Kids, who are considered legally too young under the Children’s Online Privacy Protection Act to join Facebook, now have a reason to be excited with the launch of Togetherville – a site that is specifically designed to suit the social networking needs of children. The site not just serves as a digital babysitter, but also offers a chance for kids to connect with their existing friends and also to build a network of new friends. Not just that, kids can also enjoy Facebook like features that are harmless and secure. All this and more is made available primarily for children aged between 6 to 10 (kids aged under 13 can sign up too). It must be mentioned here that it is the parents or trusted adults who do all the social networking deeds on behalf of their kids.
Togetherville is linked to Facebook, thereby adults who possess a Facebook account can sign up and register their kids. Parents can then assist their kids to network with children of their acquaintances. Each and every message update, interaction and activity on Togetherville would be supervised by adults. This ensures privacy and a more protective environment to kids in the social networking world which is prone to be inflicted by adult material, and thereby enabling parents to breathe easy. There does not appear to be major advancements with regard to the features or activities that exist at Togetherville. Social networking sites for kids had already taken shape – for instance the 2003 launcher GaiaOnline.com served as one, however the need of kids to enjoy Facebook like features drove Mandeep Singh Dhillon to become the co-founder and CEO of Togetherville.com.

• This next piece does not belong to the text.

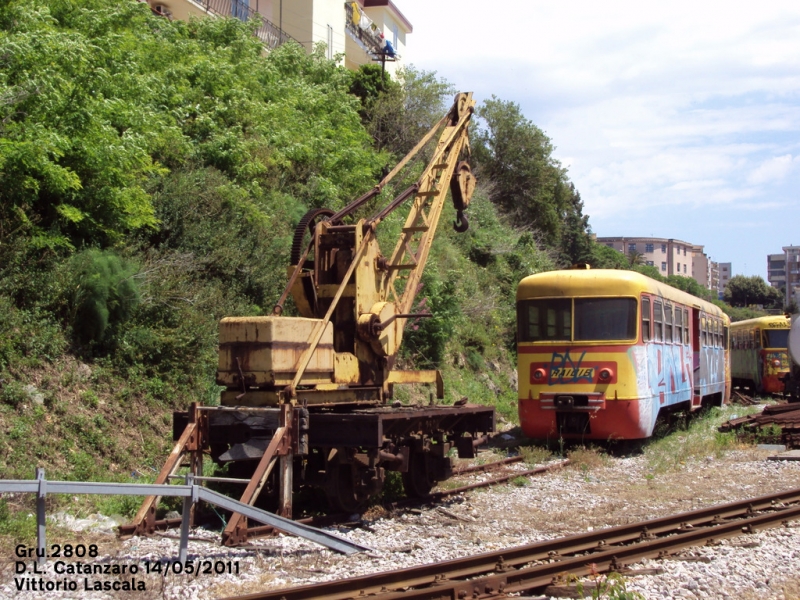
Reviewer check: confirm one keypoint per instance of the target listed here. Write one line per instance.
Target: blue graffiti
(563, 369)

Togetherville is a mere imitation of Facebook, where children can stream Youtube videos (non-adulterated), engage in games, comment and ‘like’ certain content of their kid-friends. Apart from this, the site is regarded as a potential training ground for young geeks who yearn for smooth online networking. Many a time, parents are round-the-clock worried about the safety of their children, which they believe is hampered when kids go online and browse the internet. Here, parents avail peace of mind where there is no room for menace. In fact, there would exist expectations among adults that their little ones would learn to socialize, play games, watch videos, create artwork, express thoughts and feelings, etc. of course under the guidance and protection of parents.
Often, I have come across many family friends and relatives who seem petrified of their children surfing the internet and more so petrified when they log onto social networking sites. They believe doing so would hamper a child’s habits or even lead to insignificant incidents. Would launching Togetherville deprive parents of this worry or would it add to their worries?